There is a bit of good news for the electric grid and the buildings that rely on it, especially in states like New York, Iowa, and Massachusetts. The grid’s power sources are becoming greener much faster than ever before because of plummeting renewable power costs. “Since the late 1970s, the cost of solar has plummeted 99.5 percent. In other words, it is 1/200 as expensive as it used to be,” said Laurie Kerr, Climate Advisor at the U.S. Green Building Council.
So even as production of on-site renewable energy at scale lags, buildings can get the secondhand benefits of a greener grid when making energy sourcing decisions. However, the low percentage of on-site renewable energy is one of the reasons why the International Energy Agency is pushing for “mandatory zero-carbon-ready building codes for all new buildings by 2030” in order to reach global net-zero emissions by 2050.
An important caveat: these codes would not drive substantial change in the 80 percent of buildings that exist today and will still stand 50 years from now.

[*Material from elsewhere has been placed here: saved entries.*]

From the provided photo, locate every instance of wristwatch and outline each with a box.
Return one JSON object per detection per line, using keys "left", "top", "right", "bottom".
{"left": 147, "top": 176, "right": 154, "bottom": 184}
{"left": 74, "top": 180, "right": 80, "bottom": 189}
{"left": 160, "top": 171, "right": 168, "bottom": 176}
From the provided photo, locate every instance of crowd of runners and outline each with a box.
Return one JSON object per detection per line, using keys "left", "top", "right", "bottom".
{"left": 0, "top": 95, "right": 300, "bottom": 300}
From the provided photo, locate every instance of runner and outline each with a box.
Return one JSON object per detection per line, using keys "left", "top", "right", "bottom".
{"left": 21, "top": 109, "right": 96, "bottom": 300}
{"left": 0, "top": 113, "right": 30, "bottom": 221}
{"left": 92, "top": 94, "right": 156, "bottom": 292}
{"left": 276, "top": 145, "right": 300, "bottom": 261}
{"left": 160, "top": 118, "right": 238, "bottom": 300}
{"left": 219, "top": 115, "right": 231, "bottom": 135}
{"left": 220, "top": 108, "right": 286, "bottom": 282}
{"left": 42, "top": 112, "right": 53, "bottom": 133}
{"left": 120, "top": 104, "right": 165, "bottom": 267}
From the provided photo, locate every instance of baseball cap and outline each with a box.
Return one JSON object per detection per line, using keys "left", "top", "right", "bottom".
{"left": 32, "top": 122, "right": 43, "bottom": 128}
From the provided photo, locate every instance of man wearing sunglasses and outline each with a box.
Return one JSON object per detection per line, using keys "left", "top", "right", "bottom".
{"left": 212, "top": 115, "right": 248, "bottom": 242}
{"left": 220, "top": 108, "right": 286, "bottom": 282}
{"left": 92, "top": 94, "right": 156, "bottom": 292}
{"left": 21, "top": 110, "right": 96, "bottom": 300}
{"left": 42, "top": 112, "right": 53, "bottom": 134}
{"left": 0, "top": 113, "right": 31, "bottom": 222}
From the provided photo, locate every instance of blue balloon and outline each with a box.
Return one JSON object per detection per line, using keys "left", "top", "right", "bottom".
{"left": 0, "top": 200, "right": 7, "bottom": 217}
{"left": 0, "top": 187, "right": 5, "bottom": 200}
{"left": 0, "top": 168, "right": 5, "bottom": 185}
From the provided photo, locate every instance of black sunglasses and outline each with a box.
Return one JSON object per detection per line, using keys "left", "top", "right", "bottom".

The embodied carbon factor
Operational carbon is only one side of the story. The other, embodied carbon, includes the materials and construction process of the initial asset plus its renovations and changes over its lifecycle. But buildings are sold, property managers change and conversions happen, making embodied carbon perhaps the most difficult part of a building’s carbon footprint to calculate and assess over time.
Breana Wheeler, Director of U.S. Operations for the Building Research Establishment (BRE), points out the importance of avoiding rabbit holes when thinking about embodied carbon. She explains, “We’re focused on what are the critical materials, including the envelope, the structure, the internal walls, not the materials that make-up one percent of the entire building.”
However, Wheeler is quick to point out that materials used during retrofits and renovations should prioritize longevity and sustainability when you think of embodied carbon’s role in calculating whole lifecycle carbon. She adds, “Embodied carbon represents the lifetime of an asset. There are building solutions and materials that may be green today. But if they don’t hold out over time, your replacement costs and carbon rise. How do we build and maintain buildings to minimize resource usage and embodied carbon?”
This end-of-life factor is one of the reasons why the costs and carbon calculations of retrofitting are easier to stomach than demolishing older, less efficient buildings and starting from the ground up again.
Will most existing buildings ever end up with a zero-carbon profile when factoring in embodied carbon? The possibility is slim, but that doesn’t mean the target should be lowered. That’s one of the reasons why most carbon experts want buildings that stand today, to begin with operational carbon. Building managers can control it today and in the future, while so much of embodied carbon is based on decisions that were made in the past. But perhaps the most important part of all of this math is just getting started even if the calculation isn’t perfect.